Les liens africano-européens illustrés par l’exemple des académies.

La popularité du football en Afrique est inimaginable: pratiqué par les riches comme par les pauvres, et ce dans les 54 pays d’Afrique. Aux 4 coins du continent, on adule les clubs Européens, que ce soit les deux mastodontes Espagnols que sont le FC Barcelone et le Real, ou les clubs Anglais. Arsenal par exemple, compte 20 clubs de supporters à travers le continent, comme nous l’explique le Youtubeur Wiloo dans sa vidéo « Pourquoi Arsenal est aussi aimé en Afrique ». Cette popularité amène à une pratique globale bien illustrée par exemple par Vinsky lors de son voyage en Tanzanie dans une excellente vidéo-documentaire que vous pouvez retrouver en cliquant ici. Cette pratique amène donc des millions de jeunes joueurs à rêver de l’Europe, ses grands clubs, ses grandes stars. Souvent peu encadré, en raison d’un manque d’infrastructures, le football africain dans son ensemble reçoit l’aide de grands clubs européens.

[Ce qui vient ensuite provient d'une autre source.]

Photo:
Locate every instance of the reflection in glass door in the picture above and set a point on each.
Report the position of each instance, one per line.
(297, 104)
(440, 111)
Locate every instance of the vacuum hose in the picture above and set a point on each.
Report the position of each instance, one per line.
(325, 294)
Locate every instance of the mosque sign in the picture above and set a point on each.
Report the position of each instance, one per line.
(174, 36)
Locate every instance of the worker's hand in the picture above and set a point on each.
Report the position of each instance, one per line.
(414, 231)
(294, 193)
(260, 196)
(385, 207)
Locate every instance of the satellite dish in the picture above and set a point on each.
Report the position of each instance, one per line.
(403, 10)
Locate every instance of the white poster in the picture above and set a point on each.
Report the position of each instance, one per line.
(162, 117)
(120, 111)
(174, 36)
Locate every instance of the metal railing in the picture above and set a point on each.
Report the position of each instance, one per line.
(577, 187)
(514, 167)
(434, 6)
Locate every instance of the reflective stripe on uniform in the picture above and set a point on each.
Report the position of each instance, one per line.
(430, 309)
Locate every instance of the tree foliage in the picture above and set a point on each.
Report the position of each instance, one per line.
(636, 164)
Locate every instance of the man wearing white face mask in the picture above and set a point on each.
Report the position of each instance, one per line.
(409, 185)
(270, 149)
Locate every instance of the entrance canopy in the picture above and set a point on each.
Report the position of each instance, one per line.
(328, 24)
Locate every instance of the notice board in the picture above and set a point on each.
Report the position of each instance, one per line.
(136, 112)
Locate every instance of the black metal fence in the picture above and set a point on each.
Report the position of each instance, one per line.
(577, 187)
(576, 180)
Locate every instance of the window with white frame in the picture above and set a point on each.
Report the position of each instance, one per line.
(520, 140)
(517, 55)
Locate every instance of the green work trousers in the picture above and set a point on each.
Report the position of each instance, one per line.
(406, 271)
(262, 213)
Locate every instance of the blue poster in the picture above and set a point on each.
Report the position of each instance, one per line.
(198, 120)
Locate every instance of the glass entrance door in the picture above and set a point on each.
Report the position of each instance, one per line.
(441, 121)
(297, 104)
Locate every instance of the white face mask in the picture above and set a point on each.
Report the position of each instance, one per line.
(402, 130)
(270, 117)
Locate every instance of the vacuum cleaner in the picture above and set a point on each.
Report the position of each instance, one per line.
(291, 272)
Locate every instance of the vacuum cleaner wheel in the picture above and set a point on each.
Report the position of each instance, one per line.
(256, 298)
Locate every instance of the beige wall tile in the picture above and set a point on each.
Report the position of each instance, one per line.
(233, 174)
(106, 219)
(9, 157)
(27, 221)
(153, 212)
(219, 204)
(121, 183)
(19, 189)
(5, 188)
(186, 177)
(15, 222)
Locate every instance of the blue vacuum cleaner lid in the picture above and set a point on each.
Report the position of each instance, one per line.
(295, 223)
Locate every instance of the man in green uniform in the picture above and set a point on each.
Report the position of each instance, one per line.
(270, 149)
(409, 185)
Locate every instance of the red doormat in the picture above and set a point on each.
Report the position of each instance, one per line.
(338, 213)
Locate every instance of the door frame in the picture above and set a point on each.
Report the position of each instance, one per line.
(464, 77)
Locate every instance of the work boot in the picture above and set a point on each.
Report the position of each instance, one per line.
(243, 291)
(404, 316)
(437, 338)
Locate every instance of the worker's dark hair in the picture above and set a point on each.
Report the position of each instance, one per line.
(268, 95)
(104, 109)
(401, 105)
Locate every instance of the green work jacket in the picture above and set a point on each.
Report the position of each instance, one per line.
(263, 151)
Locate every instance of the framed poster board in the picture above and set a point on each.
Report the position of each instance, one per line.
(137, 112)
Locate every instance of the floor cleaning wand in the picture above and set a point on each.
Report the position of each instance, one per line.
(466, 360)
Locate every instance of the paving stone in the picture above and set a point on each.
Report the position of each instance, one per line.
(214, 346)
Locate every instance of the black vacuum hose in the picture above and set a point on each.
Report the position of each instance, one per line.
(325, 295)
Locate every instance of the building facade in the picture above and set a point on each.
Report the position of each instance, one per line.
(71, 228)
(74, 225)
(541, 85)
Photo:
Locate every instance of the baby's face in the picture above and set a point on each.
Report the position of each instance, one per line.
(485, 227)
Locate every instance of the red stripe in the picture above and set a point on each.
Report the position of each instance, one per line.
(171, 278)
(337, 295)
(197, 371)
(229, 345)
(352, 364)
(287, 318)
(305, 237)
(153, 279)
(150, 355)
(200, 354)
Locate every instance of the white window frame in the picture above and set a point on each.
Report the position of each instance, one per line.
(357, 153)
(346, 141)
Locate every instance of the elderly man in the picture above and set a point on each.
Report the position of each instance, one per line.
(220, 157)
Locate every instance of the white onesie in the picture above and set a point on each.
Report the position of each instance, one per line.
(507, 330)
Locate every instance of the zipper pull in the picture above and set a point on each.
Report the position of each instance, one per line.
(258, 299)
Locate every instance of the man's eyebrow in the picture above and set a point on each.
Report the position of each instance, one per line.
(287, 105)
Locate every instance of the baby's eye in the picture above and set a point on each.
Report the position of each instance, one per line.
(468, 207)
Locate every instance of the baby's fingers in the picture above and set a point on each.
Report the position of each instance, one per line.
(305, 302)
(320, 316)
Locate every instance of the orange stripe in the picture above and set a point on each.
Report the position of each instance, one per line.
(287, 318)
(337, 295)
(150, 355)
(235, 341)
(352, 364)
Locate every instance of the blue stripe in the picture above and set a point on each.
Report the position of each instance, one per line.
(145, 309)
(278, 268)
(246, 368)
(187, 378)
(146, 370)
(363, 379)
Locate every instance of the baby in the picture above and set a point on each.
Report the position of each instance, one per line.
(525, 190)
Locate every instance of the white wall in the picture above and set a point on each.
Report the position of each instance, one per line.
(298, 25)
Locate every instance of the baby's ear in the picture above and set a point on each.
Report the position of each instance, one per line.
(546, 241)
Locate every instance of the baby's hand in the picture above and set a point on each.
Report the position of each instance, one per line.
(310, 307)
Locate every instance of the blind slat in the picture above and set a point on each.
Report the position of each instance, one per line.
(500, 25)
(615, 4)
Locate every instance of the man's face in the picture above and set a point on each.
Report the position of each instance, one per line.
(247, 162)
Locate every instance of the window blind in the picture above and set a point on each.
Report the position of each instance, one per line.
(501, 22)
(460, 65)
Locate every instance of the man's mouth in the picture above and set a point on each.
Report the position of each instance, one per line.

Vinsky lors de son voyage en Tanzanie, à retrouver sur sa chaine Youtube. (Crédits : Twitter Vinsky)

En effet, ces grands clubs investissent de plus en plus sur le continent africain. Loin d’être philanthropes, ces clubs savent que le Togo, la Cote d’Ivoire, le Sénégal et tous les autres pays sont un réservoir à pépites. En créant ou en soutenant ces académies via des partenariats, les clubs Européens permettent tout de même au football local de se développer. En effet, on peut prendre l’exemple de l’OM, qui a récemment mis en place une politique de rapprochement avec le continent. En effet, le club phocéen a décidé de s’implanter à Alger et Tunis avec 2 écoles de formation, en attendant l’ouverture d’une 3e à Abidjan. Le club phocéen à aussi officialisé un partenariat avec Diambars, académie de football au Sénégal. Dans le cadre de ce partenariat, l’OM possédera la possibilité de faire venir en priorité 2 joueurs de Diambars en France, en échange d’un apport du savoir, de la connaissance et de l’expertise professionnelle du club Olympien, que ce soit en se rendant sur place ou en invitant des formateurs à Marseille. Cet échange permet aussi aux joueurs des Diambars de progresser, au club de Diambars de grandir et de faire progresser le football Sénégalais.

La West African Football Academy, en partenariat avec Feyenoord, aux couleurs de l’équipe hollandaise. Elle est d’ailleurs la suite de Red Bull Africa, qui a fermé ses portes en 2014. (Crédits : Ghanasoccernet.com)


Les exemples de ces académies partenaires sont nombreux. Barcelone a ainsi ouvert 4 antennes en Afrique, la West African Football Academy du Ghana a été fondée par Feyenoord. Ces académies, disséminées à travers de nombreux pays Africains, permettent au continent de faire grandir des talents qui permettent de mettre la lumière sur leurs pays, tout en préservant des centaines voire des milliers de jeunes joueurs. En effet, ces académies servent aussi à « répondre à la problématique des flux migratoires de jeunes footballeurs africains, qui viennent en Europe en prenant des risques inconsidérés » comme le disait Jean-Marc Adjovi-Boco, directeur Général de Diambars. Cela a aussi des retombées positives, notamment en termes d’infrastructures. Le FC Metz, qui a un partenariat avec Génération Foot, a investi plus de 10M en infrastructures et matériel dans le club champion du Sénégal en 2017 et 2019. Ces académies, aux avantages différentes de chaque côtés du clubs permettent au football mondial dans son ensemble de se développer en tissant des lieux inter-continentaux.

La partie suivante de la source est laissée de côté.